Re: [RFC] staging: r8188eu: Sleeping in atomic context (SAC) bugs

From: Fabio M. De Francesco
Date: Mon Feb 07 2022 - 09:46:09 EST


On Mon, Feb 07, 2022 10:21:33 CET Dan Carpenter wrote:
> On Mon, Feb 07, 2022 at 01:02:17AM +0100, Fabio M. De Francesco wrote:

Hello Dan,

Thanks for your exhaustive reply.

> > My first question is whether or not msleep() can be called in atomic context.
>
> You are not allowed to call msleep() in atomic context.

OK, well. You confirmed what I was suspecting.

> The Smatch
> check for sleeping in atomic did not look for msleep so I will update
> it.

I'm glad that my observations suggested you that update to Smatch :)

> > If
> > I understand its semantics and implementation it seems that it should be forbidden.

Said.

> > What about changing it to mdelay()? Again, it seems that mdelay() spins without
> > sleeping so it should be safe. Isn't it?
>
> mdelay() is does not sleep,

OK, again. It seems that I've been able to understand the different implementations
and semantics of msleep() and mdelay().

> but it's not necessarily a good idea to
> delay for a long time while holding a spinlock.

Yeah, I agree with you. If I recall it well, somewhere I read a suggestion which
says that one should avoid mdelay() for more than 1 ms while under spinlocks.

Thus it looks like here we have a problem...

The disable of bottom halves and the acquire of a spinlock is performed in
rtw_set_802_11_disassociate(). If "if (check_fwstate(pmlmepriv, _FW_LINKED))"
evaluates true, rtw_pwr_wakeup() (that is a macro defined as _rtw_pwr_wakeup())
is invoked. In the latter function I see two conditional calls to msleep(10).

Thus it is 10 milliseconds and I suppose that it is a huge amount of time under
spinlocks. Nevertheless, I think that we should use mdelay(10), unless with
proper tests we find out that 10 ms can be reduced a bit.

A couple of months ago I made an analysis of a report by Syzbot that led to a
patch in the tty line discipline. That ftrace analysis was necessary to prove
that that SAC bug could hang an IOCTL for more than 8000 ms.

Why am I saying this? Suppose that one of those msleep(10) cannot recover within
acceptable time, that 10 ms argument would behave like 100 ms, 1000 ms, or
even hang the driver indefinitely.

I trust your words (as usually): "[] it's not necessarily a good idea to delay
for a long time while holding a spinlock". But what are the alternatives?

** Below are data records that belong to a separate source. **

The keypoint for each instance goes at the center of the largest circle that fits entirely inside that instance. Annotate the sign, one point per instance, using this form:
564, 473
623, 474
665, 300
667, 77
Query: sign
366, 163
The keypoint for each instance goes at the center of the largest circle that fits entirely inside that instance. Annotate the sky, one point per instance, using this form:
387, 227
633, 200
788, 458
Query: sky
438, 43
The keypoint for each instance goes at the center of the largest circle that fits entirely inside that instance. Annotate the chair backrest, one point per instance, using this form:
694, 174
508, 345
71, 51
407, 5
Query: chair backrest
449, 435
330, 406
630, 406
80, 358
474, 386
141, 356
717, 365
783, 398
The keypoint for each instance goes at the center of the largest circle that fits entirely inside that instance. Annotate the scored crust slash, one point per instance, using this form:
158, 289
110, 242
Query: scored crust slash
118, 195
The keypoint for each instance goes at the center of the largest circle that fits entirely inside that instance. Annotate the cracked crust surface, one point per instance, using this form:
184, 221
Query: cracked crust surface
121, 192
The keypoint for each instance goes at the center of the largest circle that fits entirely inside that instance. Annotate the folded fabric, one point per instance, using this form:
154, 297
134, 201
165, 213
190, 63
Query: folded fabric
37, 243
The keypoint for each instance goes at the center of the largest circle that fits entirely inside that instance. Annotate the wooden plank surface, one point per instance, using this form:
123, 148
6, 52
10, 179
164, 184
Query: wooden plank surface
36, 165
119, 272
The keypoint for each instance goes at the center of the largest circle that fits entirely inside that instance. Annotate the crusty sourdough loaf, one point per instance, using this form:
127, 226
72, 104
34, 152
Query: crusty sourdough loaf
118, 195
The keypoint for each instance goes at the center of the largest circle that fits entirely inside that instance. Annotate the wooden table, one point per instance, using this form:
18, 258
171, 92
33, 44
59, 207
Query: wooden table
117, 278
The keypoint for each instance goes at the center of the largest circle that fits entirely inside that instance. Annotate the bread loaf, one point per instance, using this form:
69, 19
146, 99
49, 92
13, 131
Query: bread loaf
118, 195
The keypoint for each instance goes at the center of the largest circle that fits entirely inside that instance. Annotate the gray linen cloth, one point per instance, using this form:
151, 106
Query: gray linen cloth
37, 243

1) Leave the code as-is with those msleep(10) and risk to hang the driver (or
the whole kernel?).
2) Change msleep(10) to mdelay(10). It's a huge amount of time, but we are
guaranteed that it is safe.
3) Change to mdelay() and try to figure out what's the minimum amount of time
that suffice. I forgot to say that those msleep(10) are within "while" loops,
therefore they are called an unknown amount of times.

If we choose the third option, how can we test the driver and see if shorter
delays may work? Can you suggest a methodical approach for figure out the
minimum amount of delay that can work? I have the hardware, therefore I can
test the changes, but I'm not sure about how to do this work.

Any other solutions?

> >
> > Furthermore, I noticed that _rtw_pwr_wakeup() calls ips_leave(). The latter
> > acquires the "pwrpriv->lock" Mutex. Aren't we forbidden to call Mutexes while
> > holding Spinlocks?
>
> Correct. You cannot take a mutex while holding a spinlock.

Again, thanks for confirming.

> Where is the spinlock in taken in the code you're talking about? If
> it's rtw_set_802_11_disassociate() then that's fine. The check for
> if (check_fwstate(pmlmepriv, _FW_LINKED)) { will prevent ips_leave()
> from being called.

You're right: "if (check_fwstate(pmlmepriv, _FW_LINKED))" in _rtw_pwr_wakeup()
will prevent a call to ips_leave(). Therefore, it seems that we have no problems
with the mutex in ips_leave().

I had not noticed the above-mentioned "if" test. Sorry :(
So, let's leave the code as it is.

Thank you very much.

Regards,

Fabio M. De Francesco

>
> > My second question is: should we substitute that Mutex with a Spinlock and use
> > it everywhere else the struct "pwrctrl_priv" must be protected in the driver?
>
> Changing Mutexes to spinlocks is tricky. I can't review your proposed
> patch before you send it.
>
> regards,
> dan carpenter
>
>